Dopo l’annuncio delle elezioni rimandate per tre volte, è stata finalmente stabilita una data dopo le forti pressioni da parte della popolazione scesa in piazza a protestare in tutto il paese.
Il giornalista statunitense Paul Jay, fondatore e direttore della testata online theAnalysis.news, ha discusso sulla controversa situazione in Bolivia con il giornalista boliviano Carlos Orias e il corrispondente di Othernews in America Latina, Tony Phillips, in questo Podcast in collaborazione con Othernews. 👉 Bolivia: barricate e crisi nella crisi
In breve:
di Cecilia Capanna
Il governo transitorio di destra presieduto da Jeanine Anez, insediatosi approfittando del vuoto causato dalle furiose proteste che hanno infiammato la Bolivia lo scorso ottobre, si è visto costretto a cedere alla richiesta di nuove elezioni da parte dei nuovi manifestanti, simpatizzanti per l’ex presidente Evo Morales, costretto a suo tempo alla fuga in Messico e poi in Argentina, dopo essere stato accusato di brogli elettorali e di aver ancora prima ignorato i risultati di un referendum che gli avrebbe impedito di ricandidarsi l’ennesima volta con il suo partito MAS (Movimento per il Socialismo).
In realtà lo scontento per l’operato del primo presidente indigeno, nei suoi 14 anni di governo, è stato causato anche da altre ragioni. Le popolazioni indigene che lo hanno sempre sostenuto si sono sentite tradite da alcune iniziative ai loro danni, come la costruzione di una super strada nella foresta, per cui si sono sollevate proteste represse con violenza. Alle altre accuse di corruzione del governo e di collusioni con industrie di gas e minerarie, si è aggiunta una “soap opera” all’interno della famiglia di Evo con un presunto figlio riconosciuto e poi sembrerebbe mai esistito, avuto da una ex fidanzata, manager della società cinese CAMC, che oltretutto faceva affari dall’ufficio istituzionale come first lady. Insomma un bel pasticcio.

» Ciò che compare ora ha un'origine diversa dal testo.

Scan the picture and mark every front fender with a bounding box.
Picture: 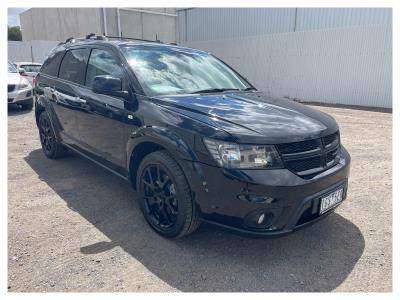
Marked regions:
[34,95,46,126]
[126,126,209,196]
[126,125,199,166]
[35,95,63,142]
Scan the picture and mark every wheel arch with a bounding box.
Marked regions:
[127,126,201,190]
[34,95,46,127]
[128,141,165,190]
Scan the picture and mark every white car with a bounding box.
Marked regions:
[14,62,42,86]
[8,61,33,110]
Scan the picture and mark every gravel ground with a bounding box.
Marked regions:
[8,104,392,292]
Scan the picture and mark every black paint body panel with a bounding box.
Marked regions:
[34,40,351,237]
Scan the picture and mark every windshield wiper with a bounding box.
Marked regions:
[189,88,241,94]
[241,87,257,91]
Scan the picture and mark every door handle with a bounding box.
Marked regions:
[49,88,58,102]
[75,97,87,104]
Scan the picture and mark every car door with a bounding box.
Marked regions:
[50,48,90,147]
[74,46,130,173]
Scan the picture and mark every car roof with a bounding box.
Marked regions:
[60,37,208,56]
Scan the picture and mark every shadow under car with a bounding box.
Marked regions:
[24,148,365,292]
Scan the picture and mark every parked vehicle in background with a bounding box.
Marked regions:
[34,35,350,239]
[8,61,33,110]
[14,62,42,87]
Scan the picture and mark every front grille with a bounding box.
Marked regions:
[276,132,340,178]
[285,156,322,173]
[277,139,320,154]
[326,147,340,165]
[8,84,15,92]
[322,132,339,147]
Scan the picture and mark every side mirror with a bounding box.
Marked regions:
[18,67,26,75]
[92,75,128,98]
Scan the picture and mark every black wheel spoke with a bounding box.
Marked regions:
[142,179,153,189]
[156,166,162,185]
[159,176,169,189]
[165,199,178,215]
[145,196,156,206]
[40,132,45,143]
[159,204,172,224]
[39,115,54,153]
[146,168,154,186]
[141,163,179,230]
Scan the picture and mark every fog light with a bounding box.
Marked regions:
[257,213,265,225]
[244,211,275,229]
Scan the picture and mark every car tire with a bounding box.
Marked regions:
[136,150,201,238]
[38,111,67,159]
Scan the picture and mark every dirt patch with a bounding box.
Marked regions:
[8,105,392,292]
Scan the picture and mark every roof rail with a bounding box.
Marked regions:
[86,33,96,39]
[59,33,161,46]
[105,35,163,44]
[85,33,107,40]
[57,34,108,46]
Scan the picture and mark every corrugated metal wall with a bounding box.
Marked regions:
[183,25,392,108]
[178,8,295,42]
[20,8,103,42]
[8,40,59,63]
[117,8,177,43]
[177,8,392,42]
[295,8,392,31]
[20,8,177,43]
[178,8,392,108]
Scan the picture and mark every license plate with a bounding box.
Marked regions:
[319,188,344,215]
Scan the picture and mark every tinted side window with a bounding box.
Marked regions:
[41,49,64,76]
[59,49,89,85]
[85,49,124,87]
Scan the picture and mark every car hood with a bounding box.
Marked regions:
[154,92,339,144]
[8,72,29,86]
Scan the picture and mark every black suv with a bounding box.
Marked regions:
[35,35,350,238]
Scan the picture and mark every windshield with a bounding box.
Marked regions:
[121,45,252,96]
[21,65,41,72]
[8,62,17,73]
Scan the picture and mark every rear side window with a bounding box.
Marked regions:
[59,49,89,85]
[85,49,125,87]
[41,50,64,76]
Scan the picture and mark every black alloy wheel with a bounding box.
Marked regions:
[38,111,67,159]
[39,112,54,154]
[141,164,179,229]
[137,151,200,238]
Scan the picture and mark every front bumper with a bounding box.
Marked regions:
[180,146,351,237]
[8,87,33,105]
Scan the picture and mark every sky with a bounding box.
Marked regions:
[8,8,29,27]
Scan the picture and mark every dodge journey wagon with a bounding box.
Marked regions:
[35,34,350,238]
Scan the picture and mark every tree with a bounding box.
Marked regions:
[8,26,22,41]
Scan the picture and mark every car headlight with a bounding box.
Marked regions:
[203,138,283,169]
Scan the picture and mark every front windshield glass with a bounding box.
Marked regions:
[8,62,17,73]
[120,45,251,96]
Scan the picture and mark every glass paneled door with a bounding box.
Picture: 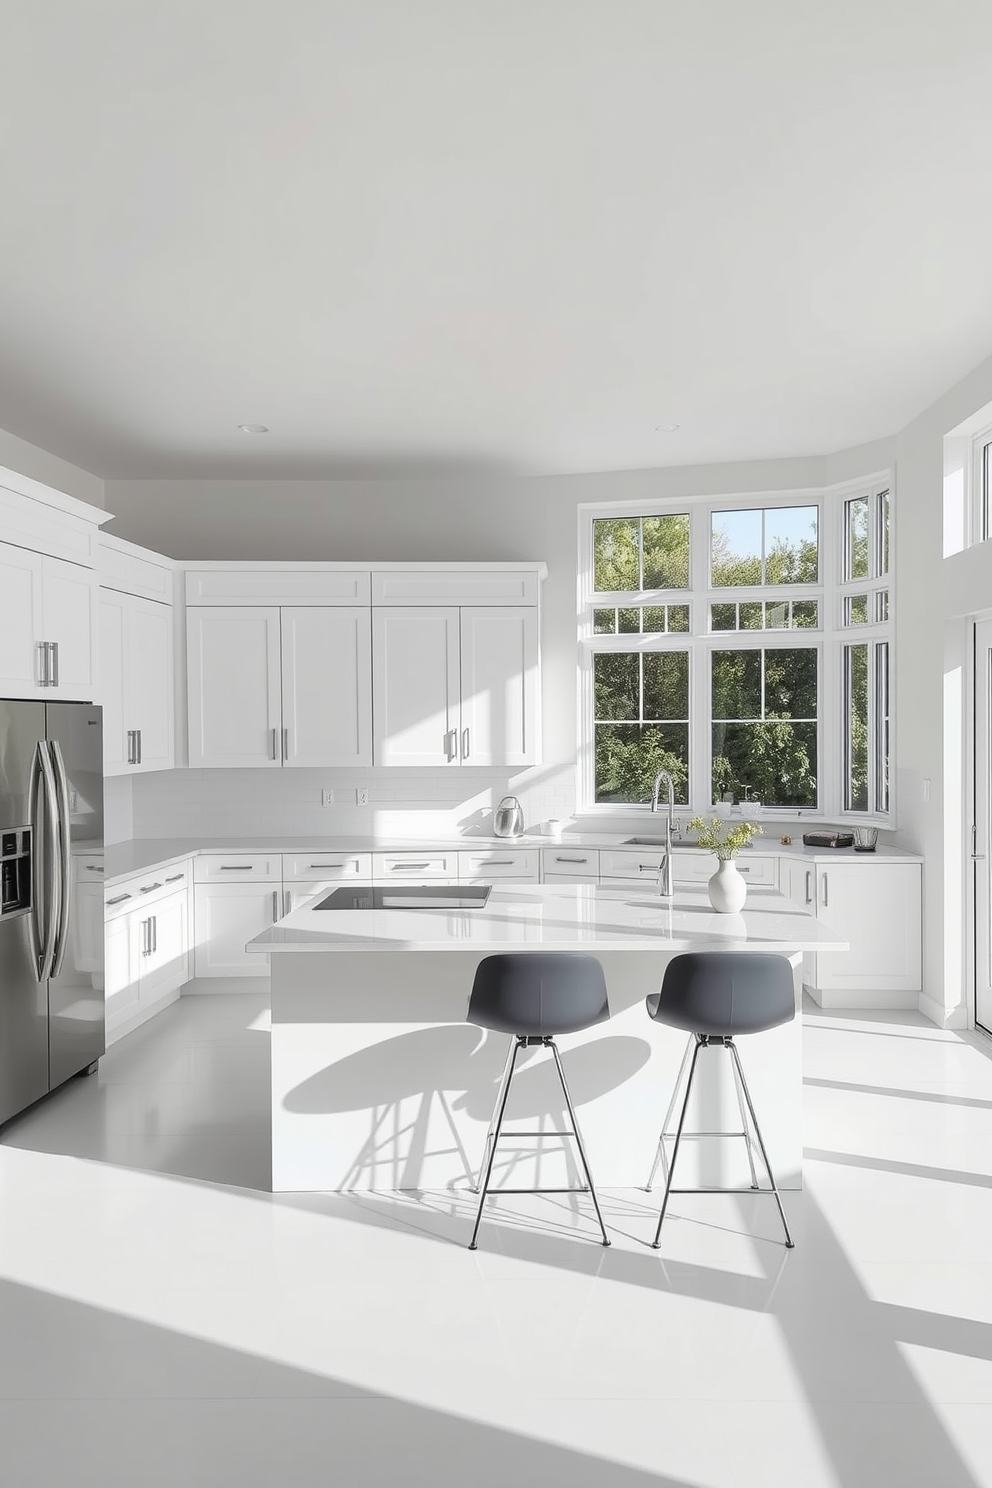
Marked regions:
[975,618,992,1034]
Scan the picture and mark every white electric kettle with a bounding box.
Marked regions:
[493,795,524,838]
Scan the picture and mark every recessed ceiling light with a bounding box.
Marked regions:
[238,423,269,434]
[654,422,680,433]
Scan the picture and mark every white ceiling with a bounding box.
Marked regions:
[2,0,992,480]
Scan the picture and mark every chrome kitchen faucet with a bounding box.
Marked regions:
[650,770,676,897]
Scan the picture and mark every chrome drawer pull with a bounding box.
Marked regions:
[392,862,431,870]
[107,892,132,906]
[85,865,104,873]
[219,865,253,870]
[140,882,162,894]
[475,859,515,867]
[555,856,588,864]
[165,873,185,883]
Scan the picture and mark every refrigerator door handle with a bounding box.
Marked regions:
[35,742,61,984]
[27,743,46,975]
[49,740,73,979]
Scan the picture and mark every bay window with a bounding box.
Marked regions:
[580,478,892,820]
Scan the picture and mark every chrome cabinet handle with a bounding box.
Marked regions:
[461,728,470,760]
[219,865,252,871]
[821,872,828,907]
[36,641,48,687]
[475,859,515,867]
[50,641,59,688]
[391,862,431,870]
[271,727,278,761]
[972,824,985,861]
[282,727,289,761]
[555,856,588,864]
[165,873,184,883]
[308,862,350,869]
[151,915,157,954]
[283,889,291,916]
[443,728,457,761]
[140,881,162,894]
[126,730,134,764]
[738,866,751,874]
[805,870,812,905]
[638,863,661,872]
[141,918,150,957]
[107,892,132,906]
[136,728,141,764]
[85,865,104,873]
[272,890,279,920]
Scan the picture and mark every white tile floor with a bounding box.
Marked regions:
[3,994,992,1486]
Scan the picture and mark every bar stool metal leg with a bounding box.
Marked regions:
[728,1041,794,1248]
[548,1039,610,1247]
[731,1049,760,1192]
[651,1035,703,1248]
[474,1037,517,1193]
[645,1034,693,1193]
[469,1037,521,1250]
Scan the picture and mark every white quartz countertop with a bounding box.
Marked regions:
[246,881,849,956]
[99,832,921,887]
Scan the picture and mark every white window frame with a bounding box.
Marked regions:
[971,423,992,544]
[577,473,893,824]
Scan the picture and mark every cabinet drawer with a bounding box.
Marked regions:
[106,863,191,919]
[600,849,668,880]
[542,848,601,879]
[458,849,539,881]
[671,852,776,885]
[283,852,373,883]
[193,853,282,883]
[373,851,458,880]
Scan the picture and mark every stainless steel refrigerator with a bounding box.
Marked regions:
[0,700,104,1127]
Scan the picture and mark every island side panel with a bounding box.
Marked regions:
[269,949,803,1194]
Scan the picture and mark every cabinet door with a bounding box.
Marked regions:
[99,590,127,774]
[814,862,922,992]
[372,607,460,767]
[281,607,372,767]
[187,607,282,768]
[126,596,174,773]
[105,913,140,1024]
[140,892,189,1002]
[459,607,539,766]
[193,883,278,977]
[41,555,97,697]
[0,541,45,694]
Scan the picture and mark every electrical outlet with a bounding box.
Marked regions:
[357,788,370,807]
[321,789,334,806]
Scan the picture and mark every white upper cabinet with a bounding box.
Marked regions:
[188,605,373,769]
[372,605,540,767]
[187,607,282,768]
[0,541,98,699]
[101,590,175,775]
[281,607,372,767]
[372,607,460,767]
[459,606,539,767]
[183,564,545,771]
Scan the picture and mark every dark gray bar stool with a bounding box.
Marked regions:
[466,952,611,1251]
[644,951,795,1249]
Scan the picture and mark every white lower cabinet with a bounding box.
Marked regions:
[193,883,280,977]
[105,864,192,1039]
[457,848,539,883]
[781,856,922,1006]
[541,848,600,884]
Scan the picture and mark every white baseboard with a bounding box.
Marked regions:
[181,976,270,996]
[106,987,181,1046]
[918,992,970,1030]
[804,985,918,1011]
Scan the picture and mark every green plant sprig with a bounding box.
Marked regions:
[687,815,763,860]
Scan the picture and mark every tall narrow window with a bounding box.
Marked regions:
[843,640,889,814]
[593,651,690,804]
[711,647,818,808]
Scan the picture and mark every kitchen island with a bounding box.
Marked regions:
[248,881,847,1194]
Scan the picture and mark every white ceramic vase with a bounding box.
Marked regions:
[708,857,747,913]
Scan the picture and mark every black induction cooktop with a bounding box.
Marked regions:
[313,885,493,911]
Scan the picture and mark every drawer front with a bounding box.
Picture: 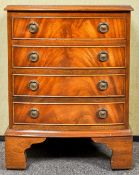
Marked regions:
[13,103,124,125]
[13,47,125,68]
[13,17,126,39]
[13,75,125,97]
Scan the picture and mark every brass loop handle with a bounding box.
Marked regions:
[28,80,39,91]
[97,108,108,119]
[28,51,39,62]
[98,22,109,33]
[98,51,109,62]
[28,21,39,34]
[29,108,39,119]
[97,80,108,91]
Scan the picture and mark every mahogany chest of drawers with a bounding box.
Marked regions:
[5,5,133,170]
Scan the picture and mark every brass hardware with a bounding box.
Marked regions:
[29,108,39,119]
[28,80,39,91]
[98,22,109,33]
[28,22,39,34]
[28,51,39,62]
[97,108,108,119]
[97,80,108,91]
[98,51,109,62]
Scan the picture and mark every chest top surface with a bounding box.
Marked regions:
[5,5,133,12]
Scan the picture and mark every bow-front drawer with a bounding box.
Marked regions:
[12,17,126,39]
[13,103,125,125]
[13,75,125,97]
[12,46,125,68]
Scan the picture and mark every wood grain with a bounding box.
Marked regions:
[5,136,46,169]
[13,17,126,39]
[13,47,125,68]
[12,69,126,76]
[12,39,126,46]
[13,96,125,103]
[13,75,125,97]
[13,103,124,125]
[12,124,126,131]
[5,129,132,170]
[93,136,132,169]
[5,5,133,170]
[5,5,134,12]
[5,128,132,138]
[7,12,13,128]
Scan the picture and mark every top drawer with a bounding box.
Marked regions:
[12,17,126,39]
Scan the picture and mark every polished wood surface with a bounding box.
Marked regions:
[5,5,134,12]
[5,128,132,137]
[93,136,132,169]
[13,75,125,97]
[13,96,125,103]
[12,69,126,76]
[14,103,124,124]
[5,136,46,169]
[12,124,126,131]
[5,5,133,170]
[12,38,126,46]
[13,46,125,68]
[13,17,125,39]
[5,129,132,169]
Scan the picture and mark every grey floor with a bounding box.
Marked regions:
[0,138,138,175]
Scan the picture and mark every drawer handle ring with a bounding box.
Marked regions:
[97,80,108,91]
[97,108,108,119]
[28,21,39,34]
[98,22,109,33]
[29,108,39,119]
[28,51,39,62]
[28,80,39,91]
[98,51,109,62]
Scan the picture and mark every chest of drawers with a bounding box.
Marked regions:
[5,5,133,170]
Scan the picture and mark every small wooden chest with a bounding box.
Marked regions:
[5,5,133,170]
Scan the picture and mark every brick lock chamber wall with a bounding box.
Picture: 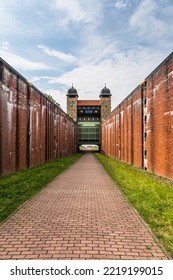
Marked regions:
[0,58,77,177]
[102,52,173,181]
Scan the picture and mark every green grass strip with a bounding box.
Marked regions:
[0,153,82,223]
[95,153,173,258]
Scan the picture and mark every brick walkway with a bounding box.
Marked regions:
[0,153,169,260]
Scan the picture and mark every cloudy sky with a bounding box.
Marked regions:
[0,0,173,112]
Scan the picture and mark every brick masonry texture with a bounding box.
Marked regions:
[100,96,111,121]
[0,153,169,260]
[0,58,77,177]
[67,96,78,121]
[102,52,173,180]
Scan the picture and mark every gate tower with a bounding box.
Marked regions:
[66,85,111,150]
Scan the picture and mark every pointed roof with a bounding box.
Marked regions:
[66,84,78,97]
[99,84,112,97]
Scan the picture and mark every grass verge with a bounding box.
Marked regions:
[0,153,82,223]
[95,153,173,258]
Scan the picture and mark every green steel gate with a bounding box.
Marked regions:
[77,122,100,145]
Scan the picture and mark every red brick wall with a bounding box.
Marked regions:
[0,58,77,177]
[102,87,143,168]
[102,52,173,180]
[144,53,173,179]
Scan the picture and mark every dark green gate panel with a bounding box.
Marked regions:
[77,121,100,145]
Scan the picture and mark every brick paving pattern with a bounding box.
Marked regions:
[0,153,169,259]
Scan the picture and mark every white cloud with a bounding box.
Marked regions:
[51,0,102,27]
[1,0,172,116]
[1,41,10,50]
[31,76,55,83]
[38,45,78,64]
[114,0,128,9]
[129,0,167,39]
[44,46,167,112]
[51,0,88,23]
[0,6,18,36]
[0,46,53,71]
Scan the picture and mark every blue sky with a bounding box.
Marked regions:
[0,0,173,112]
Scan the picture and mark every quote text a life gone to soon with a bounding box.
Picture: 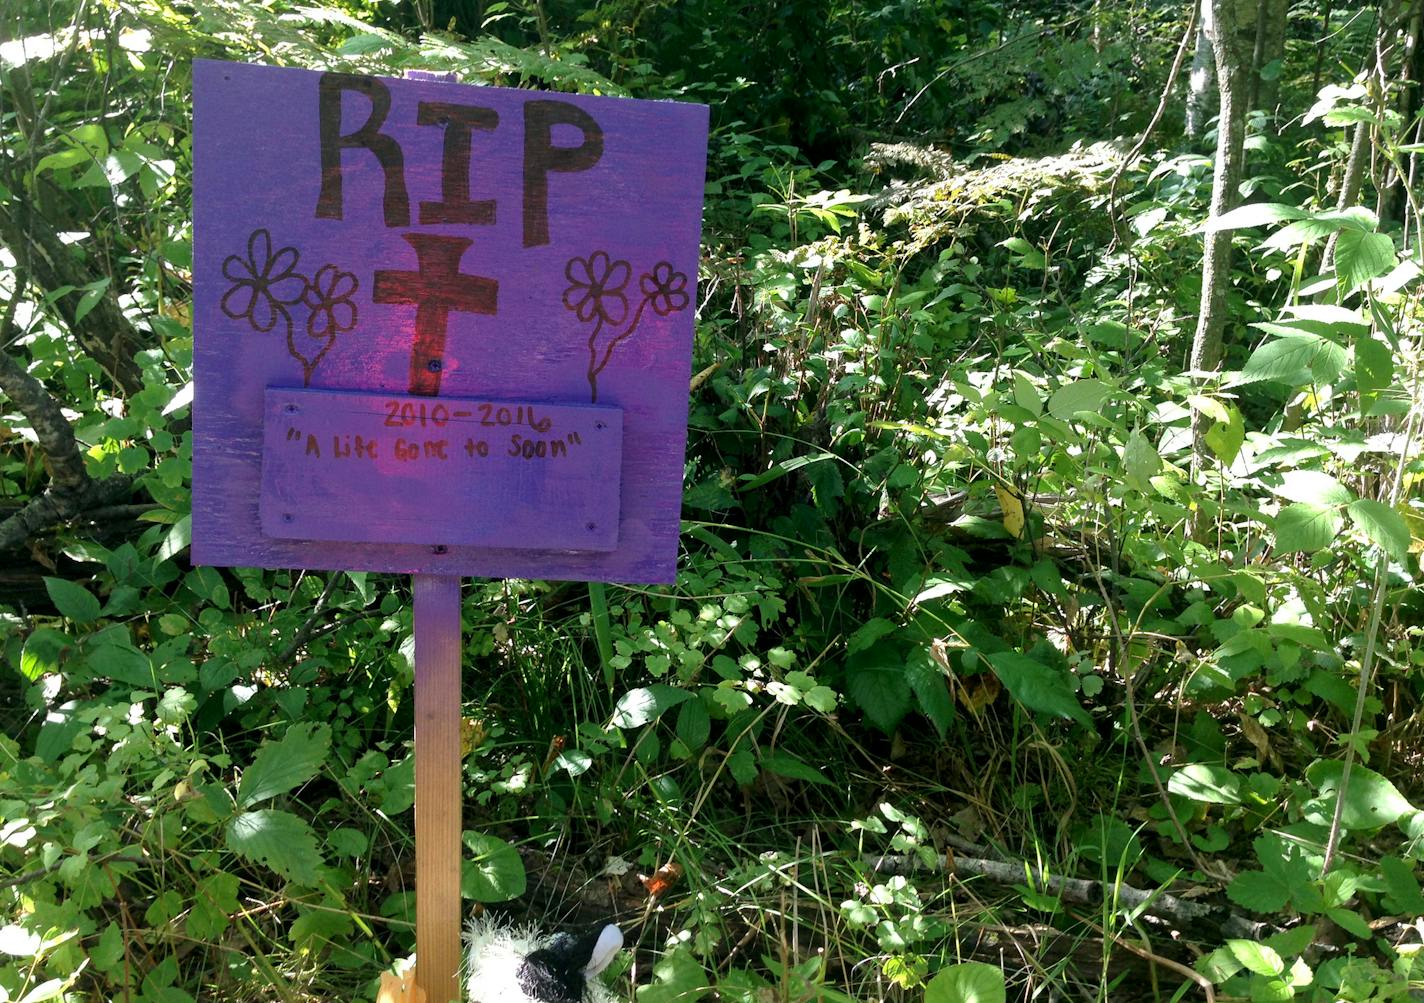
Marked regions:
[259,388,622,551]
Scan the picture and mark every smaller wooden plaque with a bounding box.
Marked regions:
[260,387,622,551]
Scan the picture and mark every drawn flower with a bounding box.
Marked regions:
[563,251,630,326]
[640,261,690,316]
[302,264,359,339]
[220,228,307,332]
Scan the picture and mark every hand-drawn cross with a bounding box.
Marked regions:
[374,233,498,396]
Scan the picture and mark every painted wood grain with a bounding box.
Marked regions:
[192,59,707,582]
[413,575,463,1003]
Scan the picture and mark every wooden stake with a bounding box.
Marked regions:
[414,574,463,1003]
[378,968,426,1003]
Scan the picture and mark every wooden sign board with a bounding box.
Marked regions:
[192,60,708,582]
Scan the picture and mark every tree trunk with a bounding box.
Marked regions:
[1191,0,1259,469]
[1312,0,1334,96]
[1379,2,1424,227]
[1248,0,1268,109]
[1187,0,1218,138]
[1252,0,1289,116]
[1322,121,1371,272]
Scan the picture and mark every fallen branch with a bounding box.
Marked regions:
[865,853,1265,939]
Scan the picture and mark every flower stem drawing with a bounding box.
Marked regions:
[562,251,690,402]
[221,228,359,385]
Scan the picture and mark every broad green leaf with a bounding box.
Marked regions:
[1324,907,1370,940]
[461,831,527,901]
[1285,304,1369,328]
[739,452,836,490]
[1122,431,1161,491]
[73,277,111,323]
[555,749,592,776]
[1322,105,1378,127]
[326,828,369,859]
[1273,503,1343,554]
[44,577,101,623]
[1168,763,1243,805]
[1317,206,1379,229]
[1335,229,1395,292]
[905,646,954,739]
[34,148,89,174]
[1197,945,1244,983]
[1011,371,1042,416]
[1261,216,1343,251]
[92,923,123,972]
[1379,856,1424,914]
[1186,394,1230,423]
[339,33,396,54]
[187,872,239,940]
[86,634,156,687]
[1273,470,1353,506]
[998,236,1045,268]
[1234,335,1347,386]
[162,381,194,416]
[759,751,832,786]
[20,627,66,681]
[1228,940,1284,977]
[925,962,1006,1003]
[237,723,331,809]
[1046,379,1112,420]
[986,652,1092,727]
[1204,202,1305,232]
[225,809,323,883]
[675,699,710,750]
[1251,977,1294,1001]
[1227,868,1292,913]
[1265,924,1318,960]
[1347,499,1410,563]
[845,655,913,734]
[635,946,710,1003]
[1354,335,1394,413]
[289,907,354,949]
[16,979,66,1003]
[158,514,191,561]
[611,684,693,728]
[1375,257,1421,295]
[726,747,758,784]
[1204,405,1244,465]
[847,617,898,655]
[1307,760,1415,830]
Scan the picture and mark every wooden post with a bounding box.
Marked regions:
[414,574,463,1003]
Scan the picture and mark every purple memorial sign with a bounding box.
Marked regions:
[192,60,708,582]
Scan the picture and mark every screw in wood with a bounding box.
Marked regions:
[431,544,448,554]
[586,521,596,531]
[284,403,299,414]
[282,513,294,523]
[427,359,443,372]
[594,421,606,430]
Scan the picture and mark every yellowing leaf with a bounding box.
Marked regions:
[995,485,1025,538]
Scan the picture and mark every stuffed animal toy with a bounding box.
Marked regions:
[465,916,623,1003]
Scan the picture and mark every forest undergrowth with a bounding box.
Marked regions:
[1,1,1422,1001]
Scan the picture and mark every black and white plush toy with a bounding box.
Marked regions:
[465,916,623,1003]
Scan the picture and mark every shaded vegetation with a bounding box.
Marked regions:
[1,1,1422,1002]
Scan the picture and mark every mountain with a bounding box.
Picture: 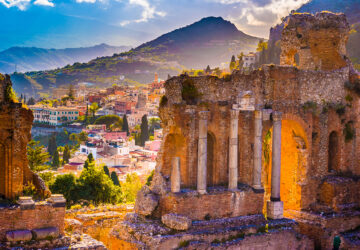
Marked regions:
[297,0,360,24]
[10,17,261,97]
[0,44,131,74]
[130,16,261,68]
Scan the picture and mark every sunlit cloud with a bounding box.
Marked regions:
[120,0,166,26]
[34,0,54,7]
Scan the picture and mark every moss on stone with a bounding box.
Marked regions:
[181,78,200,105]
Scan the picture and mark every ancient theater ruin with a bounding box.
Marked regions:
[114,12,360,249]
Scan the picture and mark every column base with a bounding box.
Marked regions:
[267,201,283,219]
[252,187,265,193]
[197,189,207,195]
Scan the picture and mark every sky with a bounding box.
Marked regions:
[0,0,310,51]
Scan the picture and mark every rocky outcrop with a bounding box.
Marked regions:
[134,185,159,216]
[161,213,192,230]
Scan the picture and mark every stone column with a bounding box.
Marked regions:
[228,109,239,190]
[171,157,181,193]
[253,107,264,191]
[197,111,209,194]
[267,111,283,219]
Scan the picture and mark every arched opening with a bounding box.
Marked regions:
[207,133,215,187]
[328,131,339,172]
[0,143,6,197]
[263,120,308,212]
[161,134,187,185]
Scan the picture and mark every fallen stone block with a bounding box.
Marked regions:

Con la promessa di riportare l’ordine in strade e piazze infiammate dalle furiose proteste contro Evo, dunque, Bibbia alla mano ha approfittato della confusione appunto Jeanine Anez, firmataria di un decreto con cui ha scagionato le forze dell’ordine da abusi e violenze perpetrati nella soppressione delle manifestazioni, provocando l’intervento di Ue e Nazioni Unite, nonché l’indignazione internazionale. Questa sua auto designazione ad interim è stata considerata da molti un colpo di stato ma il suo governo è stato approvato dal tribunale costituzionale boliviano, nonché riconosciuto a livello internazionale anche dall’Organizzazione degli Stati Americani, organizzazione accusata però di avere un atteggiamento ostile nei confronti degli esperimenti di socialismo in America Latina.
Si vocifera anche di un appoggio indiretto a questo governo transitorio da parte degli Stati Uniti, difensori delle industrie che, nazionalizzate da Morales, hanno perso il margine di interferenza nord-namericana, e da parte della chiesa, soprattutto evangelica.
Se già la situazione era incandescente l’autunno scorso, con la pandemia non ha potuto che aggravarsi e precipitare nella profonda crisi sociale, economica, sanitaria e politica.
Per tentare di calmare le acque, finalmente sono state fissate le elezioni per il prossimo 18 ottobre, dopo essere state annunciate già per due volte e altrettante volte rimandate. Jeanine Anez si è candidata rendendo ormai palese la sua intenzione di restare, stavolta spererebbe legittimata dal voto popolare. Se l’apertura delle urne non verrà rimandata un’altra volta, sarà interessante vedere come andrà a finire il testa a testa tra la presidente e il candidato di MAS, partito per ora favorito dai sondaggi ma a rischio smantellamento. Seguimos.